Taiwan may see its first locally issued stablecoin come online in the second half of 2026, although regulators have yet to decide which currency the token will be pegged to.
Local media in Taiwan reported that Financial Supervisory Commission Chairman Peng Jinlong told lawmakers this week that the draft virtual asset services law has passed preliminary review by the cabinet and may pass third reading at the next session.
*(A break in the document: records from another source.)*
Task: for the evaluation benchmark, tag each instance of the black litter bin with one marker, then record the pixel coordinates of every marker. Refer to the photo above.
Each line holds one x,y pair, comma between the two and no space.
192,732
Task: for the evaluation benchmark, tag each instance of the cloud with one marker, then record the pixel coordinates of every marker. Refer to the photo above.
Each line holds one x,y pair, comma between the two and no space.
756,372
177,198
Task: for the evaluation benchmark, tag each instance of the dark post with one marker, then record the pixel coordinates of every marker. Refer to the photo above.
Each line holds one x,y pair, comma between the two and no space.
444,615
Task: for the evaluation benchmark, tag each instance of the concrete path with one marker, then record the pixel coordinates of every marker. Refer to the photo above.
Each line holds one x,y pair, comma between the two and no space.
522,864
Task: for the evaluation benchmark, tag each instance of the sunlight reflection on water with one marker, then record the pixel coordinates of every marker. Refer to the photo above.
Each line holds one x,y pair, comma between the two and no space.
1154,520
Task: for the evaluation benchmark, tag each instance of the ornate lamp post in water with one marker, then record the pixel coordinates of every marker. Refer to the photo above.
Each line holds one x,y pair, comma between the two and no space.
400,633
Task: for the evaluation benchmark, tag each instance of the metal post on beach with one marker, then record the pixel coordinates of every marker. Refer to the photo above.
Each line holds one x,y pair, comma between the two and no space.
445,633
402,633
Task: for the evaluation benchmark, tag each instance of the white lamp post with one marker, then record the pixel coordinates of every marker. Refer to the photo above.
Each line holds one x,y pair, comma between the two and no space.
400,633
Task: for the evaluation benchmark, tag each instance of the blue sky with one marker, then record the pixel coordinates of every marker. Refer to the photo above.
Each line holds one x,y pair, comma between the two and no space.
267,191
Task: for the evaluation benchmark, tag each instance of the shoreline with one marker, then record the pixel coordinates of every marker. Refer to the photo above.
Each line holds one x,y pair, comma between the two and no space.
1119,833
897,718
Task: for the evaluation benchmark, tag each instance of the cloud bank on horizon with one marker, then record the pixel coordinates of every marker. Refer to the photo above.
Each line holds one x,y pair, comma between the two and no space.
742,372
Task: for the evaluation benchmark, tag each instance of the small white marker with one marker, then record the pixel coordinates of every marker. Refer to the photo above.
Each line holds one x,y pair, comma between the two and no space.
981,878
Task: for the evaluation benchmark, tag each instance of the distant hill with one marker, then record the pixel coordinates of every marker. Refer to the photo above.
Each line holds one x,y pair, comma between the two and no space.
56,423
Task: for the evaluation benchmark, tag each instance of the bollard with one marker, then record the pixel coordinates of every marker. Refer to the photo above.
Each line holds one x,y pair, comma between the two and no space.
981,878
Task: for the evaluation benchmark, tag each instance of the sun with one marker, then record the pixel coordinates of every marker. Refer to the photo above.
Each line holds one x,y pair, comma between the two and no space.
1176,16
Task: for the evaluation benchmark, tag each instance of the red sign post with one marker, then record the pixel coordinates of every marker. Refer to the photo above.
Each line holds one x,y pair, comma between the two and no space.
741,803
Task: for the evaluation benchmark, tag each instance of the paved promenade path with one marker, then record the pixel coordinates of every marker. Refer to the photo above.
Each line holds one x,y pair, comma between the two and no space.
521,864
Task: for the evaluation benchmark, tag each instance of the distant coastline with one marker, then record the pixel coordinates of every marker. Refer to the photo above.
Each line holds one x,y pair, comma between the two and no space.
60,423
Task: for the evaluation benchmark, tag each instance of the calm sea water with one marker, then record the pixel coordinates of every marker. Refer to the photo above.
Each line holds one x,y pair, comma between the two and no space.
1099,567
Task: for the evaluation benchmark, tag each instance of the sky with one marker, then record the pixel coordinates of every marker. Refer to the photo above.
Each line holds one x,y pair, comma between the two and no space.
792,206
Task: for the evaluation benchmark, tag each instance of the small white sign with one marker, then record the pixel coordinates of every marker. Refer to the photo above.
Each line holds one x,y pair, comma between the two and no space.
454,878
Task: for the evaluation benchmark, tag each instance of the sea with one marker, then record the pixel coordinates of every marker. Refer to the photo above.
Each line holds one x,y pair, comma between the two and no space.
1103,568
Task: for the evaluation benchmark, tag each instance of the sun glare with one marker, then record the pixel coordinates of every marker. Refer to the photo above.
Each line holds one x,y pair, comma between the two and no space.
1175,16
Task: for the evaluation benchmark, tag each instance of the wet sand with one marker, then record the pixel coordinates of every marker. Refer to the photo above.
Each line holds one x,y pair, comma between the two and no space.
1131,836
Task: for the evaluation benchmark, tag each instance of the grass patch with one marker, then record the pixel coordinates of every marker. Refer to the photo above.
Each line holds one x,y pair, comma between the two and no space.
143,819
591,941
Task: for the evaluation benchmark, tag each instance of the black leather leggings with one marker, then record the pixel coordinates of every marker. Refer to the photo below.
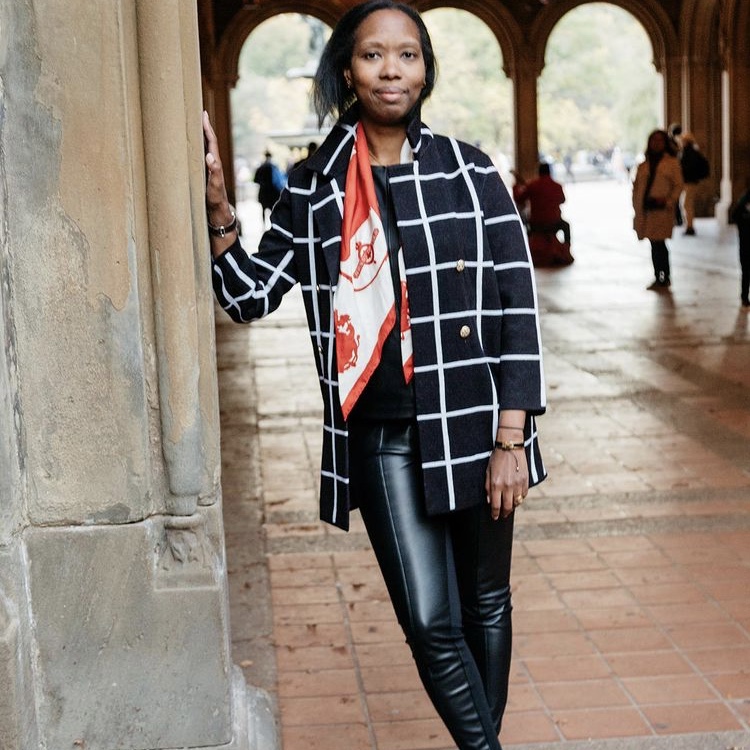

Specific regulations for stablecoins will be introduced within six months, possibly as early as the end of 2026.
Peng said that although the Financial Supervisory Commission and Taiwan’s central bank have agreed that financial institutions will lead the issuance in the initial stage, the legislation does not limit the issuer to banks.
What remains unclear is the monetary backing: a stablecoin is a digital token whose value is tied to the value of a real-world asset such as fiat currency. Peng said the stablecoin may be pegged to the U.S. dollar or New Taiwan dollar, depending on market demand, but a decision has not yet been made.
A dollar-backed coin would bypass the most thorny issue in Taiwan’s financial system: tight restrictions on offshore exports of Taiwan dollars.
The Taiwan dollar cannot legally circulate offshore, and the central bank has long tried to use it for transactions not directly linked to Taiwan.
Stablecoins are designed to facilitate cross-border settlements, a feature that could undermine decades-old efforts to keep currencies within borders and prevent unofficial offshore pricing.
Regulators are currently drafting rules based on full reserve backing, strict asset segregation and domestic custody requirements.
But the fundamental question of what currency Taiwan’s first stablecoin will represent remains unresolved, and the choice will determine whether the project becomes a low-risk payment instrument or a challenge to Taiwan’s monetary framework.